Radar: —No hay obstáculos. Estamos solos. Que era lo que cabía esperar. Allí fuera, a una distancia de la estrella primaria de entre quince y cincuenta unidades astronómicas, uno podía viajar 100 millones de kilómetros en cualquier dirección sin encontrar nada mayor que una bola de nieve. El intenso impulso de luz ultravioleta se propagaría durante minutos, y luego horas, antes de devolver la débil señal de una superficie sólida.

—Muy bien. Conn, pongámonos en marcha. Un g, delta total de uno cero k.p.s. —Mirsky se irguió mientras el oficial del timón realizaba la maniobra. Diez k.p.s no era demasiada velocidad pero permitiría a la Lord Vanek alejarse a buen ritmo de su punto de salida sin emitir demasiado ruido de motores y dejando espacio para el resto de la flotilla que lo seguía. En las profundidades del halo, un impulso lidar solo podía significar la presencia de una nave de guerra, y sería extremadamente peligroso permanecer demasiado cerca de su punto de origen. En la nube Oort de un sistema industrializado, hasta las bolas de nieve podían morder.

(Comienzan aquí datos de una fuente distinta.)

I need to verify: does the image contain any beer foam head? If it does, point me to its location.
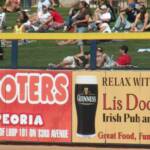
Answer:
[76,76,98,84]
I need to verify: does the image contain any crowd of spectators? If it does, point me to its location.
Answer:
[0,0,150,67]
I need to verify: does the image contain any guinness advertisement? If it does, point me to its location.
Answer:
[75,76,98,137]
[72,71,150,144]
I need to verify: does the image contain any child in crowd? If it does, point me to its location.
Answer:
[0,6,6,32]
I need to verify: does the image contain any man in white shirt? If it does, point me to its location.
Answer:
[37,0,51,17]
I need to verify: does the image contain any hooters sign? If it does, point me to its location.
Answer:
[0,70,72,142]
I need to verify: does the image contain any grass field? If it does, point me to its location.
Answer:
[0,1,150,69]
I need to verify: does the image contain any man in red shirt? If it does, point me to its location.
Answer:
[115,45,132,67]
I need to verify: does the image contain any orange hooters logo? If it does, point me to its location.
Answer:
[0,73,69,105]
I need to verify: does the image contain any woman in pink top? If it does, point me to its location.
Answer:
[4,0,20,12]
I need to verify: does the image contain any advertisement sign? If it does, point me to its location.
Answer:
[0,70,72,142]
[72,71,150,144]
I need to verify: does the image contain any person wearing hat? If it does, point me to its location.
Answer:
[131,5,150,32]
[112,3,139,32]
[89,5,111,33]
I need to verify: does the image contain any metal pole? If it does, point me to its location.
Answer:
[90,40,97,70]
[11,40,18,69]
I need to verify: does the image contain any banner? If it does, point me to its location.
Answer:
[72,71,150,144]
[0,70,72,142]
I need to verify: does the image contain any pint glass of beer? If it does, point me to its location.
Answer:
[75,76,98,137]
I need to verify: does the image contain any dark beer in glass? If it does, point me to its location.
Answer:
[75,76,98,137]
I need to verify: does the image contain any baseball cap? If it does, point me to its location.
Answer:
[100,5,107,10]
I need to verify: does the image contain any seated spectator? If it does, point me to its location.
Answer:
[48,8,64,29]
[64,5,79,31]
[37,0,51,17]
[96,48,107,68]
[25,5,53,32]
[19,10,29,24]
[89,5,111,33]
[49,52,90,68]
[114,45,132,68]
[14,19,25,33]
[112,4,139,32]
[59,1,91,54]
[4,0,20,12]
[131,6,150,32]
[0,6,6,32]
[98,0,116,21]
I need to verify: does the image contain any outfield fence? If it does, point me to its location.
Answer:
[0,33,150,69]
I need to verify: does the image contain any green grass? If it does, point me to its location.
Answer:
[0,5,150,69]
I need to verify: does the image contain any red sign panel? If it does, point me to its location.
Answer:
[0,70,72,142]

—¡Señal a nueve dos seis cuatro! —graznó Radar Dos—. Distancia cuatro punto nueve M-clics, orientación uno por siete cinco por tres tres dos. Montones de gammas calientes de uno punto cuatro Me-V… ¡Están cocinando con antimateria!

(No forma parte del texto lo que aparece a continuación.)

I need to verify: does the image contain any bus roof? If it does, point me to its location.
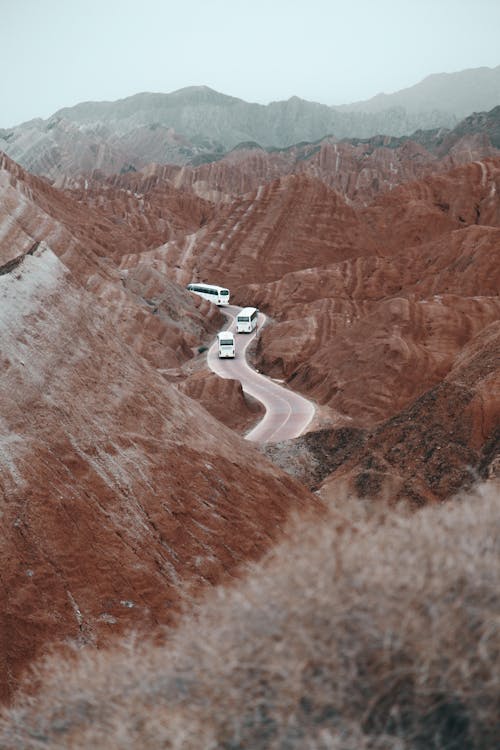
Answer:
[238,307,259,316]
[187,281,228,292]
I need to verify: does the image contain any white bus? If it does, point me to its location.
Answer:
[217,331,234,357]
[236,307,259,333]
[187,283,229,305]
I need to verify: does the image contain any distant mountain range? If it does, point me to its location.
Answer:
[0,66,500,179]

—¿Aceleración? —preguntó Mirsky.

—Rastreando… uno punto tres g, confirmado. Sin cambios. Uh, espere…

—Comunicaciones, parte de la Kamchatka, señor.

—Ábralo, Comunicaciones.

—El mensaje reza, cito, atacados por lanzamisiles enemigos, stop. Situación grave, stop. Dónde están los acorazados, stop. A todas las unidades, respondan, stop.

Mirsky parpadeó. ¿Naves enemigas? ¿Tan pronto? Pero si el Depósito Lobo, un sistema minero explotado por el rico y densamente industrializado Septagon Central, se encontraba en el umbral mismo de la puerta de la Nueva República. ¿Qué coño estaban haciendo, permitiendo que naves enemigas alienígenas…?

—Segunda andanada a nueve seis cuatro —llamó Radar Uno—. El mismo perfil de emisión. ¡Parece que hemos despertado un enjambre!

—Espere —dijo Mirsky con voz chirriante. Se estremeció, visiblemente sorprendido por las noticias—. ¡Espere, maldición! Quiero ver qué más hay ahí afuera. Comunicaciones, no respondan bajo ninguna circunstancia a las señales de la Kamchatka o de ninguna de las naves que nos han precedido sin mi autorización. Si hay naves enemigas, no sabemos si nuestras señales se han visto comprometidas.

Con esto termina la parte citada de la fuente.